HESI LPN
HESI Leadership and Management Test Bank
1. Although there is projected to be a small surplus of nurses by 2030, some states will continue to see nursing shortages. Which of the following is the best explanation for this situation?
- A. Healthcare legislation that impacts nursing salaries in some states
- B. Workforce availability
- C. Aging of the baby boomers, resulting in a younger nursing workforce
- D. Population declines
Correct answer: B
Rationale: The best explanation for the continued nursing shortages in some states despite an overall projected surplus by 2030 is workforce availability. This factor directly impacts the number of nurses available in certain regions. Choice A about healthcare legislation affecting nursing salaries does not directly address the availability of nurses. Choice C is incorrect as the aging of the baby boomers would typically imply an older nursing workforce instead of a younger one. Choice D regarding population declines does not necessarily relate to the availability of nurses in specific states.
2. Which statement about adjuvant medications is true and accurate?
- A. Licensed practical nurses can administer adjuvant medications.
- B. Adjuvant medications are schedule 2 narcotics.
- C. Adjuvant medications are schedule 1 narcotics.
- D. Adjuvant medications can be purchased over the counter.
Correct answer: D
Rationale: The correct answer is D because adjuvant medications are often available over the counter without a prescription. Choices A, B, and C are incorrect. Choice A is incorrect because licensed practical nurses can administer adjuvant medications depending on their scope of practice. Choices B and C are incorrect because adjuvant medications are not classified as schedule 1 or schedule 2 narcotics.
3. Which of the following nursing interventions should be taken for a client who complains of nausea and vomits one hour after taking his glyburide (DiaBeta)?
- A. Administer glyburide again
- B. Administer subcutaneous insulin and monitor blood glucose
- C. Monitor blood glucose closely, and look for signs of hypoglycemia
- D. Monitor blood glucose and assess for signs of hyperglycemia
Correct answer: C
Rationale: After a client complains of nausea and vomits one hour after taking glyburide, the priority nursing intervention should be to monitor blood glucose closely and look for signs of hypoglycemia. Vomiting could indicate that the glyburide was not properly absorbed, potentially leading to hypoglycemia. Administering glyburide again (Choice A) could worsen hypoglycemia. Administering subcutaneous insulin (Choice B) is not appropriate without assessing the blood glucose first. Monitoring for signs of hyperglycemia (Choice D) is not the immediate concern in this situation.

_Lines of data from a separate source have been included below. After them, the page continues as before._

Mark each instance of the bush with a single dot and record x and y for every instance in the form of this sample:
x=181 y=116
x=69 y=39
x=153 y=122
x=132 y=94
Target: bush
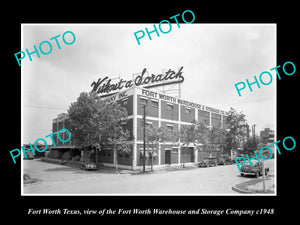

4. A charge nurse is making staff assignments on a medical-surgical unit. Which of the following tasks should the nurse plan to delegate to an assistive personnel?
- A. Measuring oxygen saturation for a client who has dyspnea
- B. Inserting a rectal suppository for a client who is vomiting
- C. Performing nasal hygiene for a client who has an NG tube
- D. Pouching a client's ostomy bag for a new colostomy
Correct answer: D
Rationale: Pouching a new colostomy is a task that can be safely and appropriately delegated to an assistive personnel as it falls within their scope of practice. Measuring oxygen saturation (Choice A) requires a higher level of training and assessment, making it unsuitable for delegation. Inserting a rectal suppository (Choice B) and performing nasal hygiene (Choice C) involve invasive procedures that are typically performed by licensed nursing staff due to the associated risks and complexities, making them inappropriate for delegation to assistive personnel.
5. A nurse is preparing a client for surgery. The client has signed the consent form but tells the nurse that she has reconsidered because she is worried about the pain. Which of the following responses by the nurse is appropriate?
- A. If you have the procedure now, you won't have to deal with pain and disability later.
- B. You'll be fine. You'll receive a prescription for pain medication.
- C. Why didn't you discuss your concerns with your provider?
- D. I understand and it's not too late to change your mind.
Correct answer: D
Rationale: The appropriate response acknowledges the client's concern and confirms that they have the right to change their mind.